This topic describes how to develop a Spark on MaxCompute application by using Java or Scala.

Download an example project

You can run the following commands to download an example project:
git clone git@github.com:aliyun/aliyun-cupid-sdk.git
cd aliyun-cupid-sdk
git checkout 3.3.3-public
# Download an example project for Spark-2.x.
cd spark/spark-2.x/spark-examples
# Download an example project for Spark-1.x.
cd spark/spark-1.x/spark-examples
# Package data to create a shaded JAR package in the target directory.
mvn clean package

Configure dependencies for Spark-1.x

If you want to submit your Spark-1.x application by using the Spark on MaxCompute client, you must add the following dependencies to the pom.xml file:
<properties>
    <spark.version>1.6.3</spark.version>
    <cupid.sdk.version>3.3.3-public</cupid.sdk.version>
    <scala.version>2.10.4</scala.version>
    <scala.binary.version>2.10</scala.binary.version>
</properties>
<dependency>
    <groupId>org.apache.spark</groupId>
    <artifactId>spark-core_${scala.binary.version}</artifactId>
    <version>${spark.version}</version>
    <scope>provided</scope>
</dependency>
<dependency>
    <groupId>org.apache.spark</groupId>
    <artifactId>spark-sql_${scala.binary.version}</artifactId>
    <version>${spark.version}</version>
    <scope>provided</scope>
</dependency>
<dependency>
    <groupId>org.apache.spark</groupId>
    <artifactId>spark-mllib_${scala.binary.version}</artifactId>
    <version>${spark.version}</version>
    <scope>provided</scope>
</dependency>
<dependency>
    <groupId>org.apache.spark</groupId>
    <artifactId>spark-streaming_${scala.binary.version}</artifactId>
    <version>${spark.version}</version>
    <scope>provided</scope>
</dependency>
<dependency>
    <groupId>com.aliyun.odps</groupId>
    <artifactId>cupid-sdk</artifactId>
    <version>${cupid.sdk.version}</version>
    <scope>provided</scope>
</dependency>
<dependency>
    <groupId>com.aliyun.odps</groupId>
    <artifactId>hadoop-fs-oss</artifactId>
    <version>${cupid.sdk.version}</version>
</dependency>
<dependency>
    <groupId>com.aliyun.odps</groupId>
    <artifactId>odps-spark-datasource_${scala.binary.version}</artifactId>
    <version>${cupid.sdk.version}</version>
</dependency>
<dependency>
    <groupId>org.scala-lang</groupId>
    <artifactId>scala-library</artifactId>
    <version>${scala.version}</version>
</dependency>
<dependency>
    <groupId>org.scala-lang</groupId>
    <artifactId>scala-actors</artifactId>
    <version>${scala.version}</version>
</dependency>
Note You need to set the scope parameter as follows:
  • Set it to provided for all packages that are released in the Apache Spark community, such as spark-core and spark-sql.
  • Set it to compile for the odps-spark-datasource module.

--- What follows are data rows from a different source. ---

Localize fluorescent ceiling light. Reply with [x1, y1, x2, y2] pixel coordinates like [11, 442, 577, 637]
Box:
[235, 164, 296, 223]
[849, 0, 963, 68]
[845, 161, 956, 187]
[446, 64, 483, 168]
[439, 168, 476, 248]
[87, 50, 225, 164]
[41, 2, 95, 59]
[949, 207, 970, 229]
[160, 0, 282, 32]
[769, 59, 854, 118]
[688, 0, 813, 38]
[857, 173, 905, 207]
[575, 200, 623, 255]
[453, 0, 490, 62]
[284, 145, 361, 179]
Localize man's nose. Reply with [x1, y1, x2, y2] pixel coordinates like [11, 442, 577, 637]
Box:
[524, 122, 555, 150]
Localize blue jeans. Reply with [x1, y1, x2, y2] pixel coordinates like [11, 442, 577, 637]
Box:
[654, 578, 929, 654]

Develop a Spark-1.x application

  • Develop the WordCount application.

    For this application, you will need to download aliyun-cupid-sdk.

    To submit the code, follow these steps:
    1. Build the aliyun-cupid-sdk module.
    2. Configure the spark.defaults.conf file.
    3. Run the following script:
      bin/spark-submit --master yarn-cluster --class \
      com.aliyun.odps.spark.examples.WordCount \
      ${path to aliyun-cupid-sdk}/spark/spark-1.x/spark-examples/target/spark-examples_2.10-version-shaded.jar
  • Develop the Spark SQL application on MaxCompute tables.

    For this application, you will need to download aliyun-cupid-sdk.

    To submit the code, follow these steps:
    1. Build the aliyun-cupid-sdk module.
    2. Configure the spark.defaults.conf file.
    3. Run the following script:
      bin/spark-submit --master yarn-cluster --class \
      com.aliyun.odps.spark.examples.sparksql.SparkSQL \
      ${path to aliyun-cupid-sdk}/spark/spark-1.x/spark-examples/target/spark-examples_2.10-version-shaded.jar
    Note
    • If the "Table Not Found" error is returned, the table you specify in the code cannot be found in the MaxCompute project.
    • You can develop a Spark SQL application for the target table with reference to various APIs in the code.
  • Develop the GraphX PageRank application.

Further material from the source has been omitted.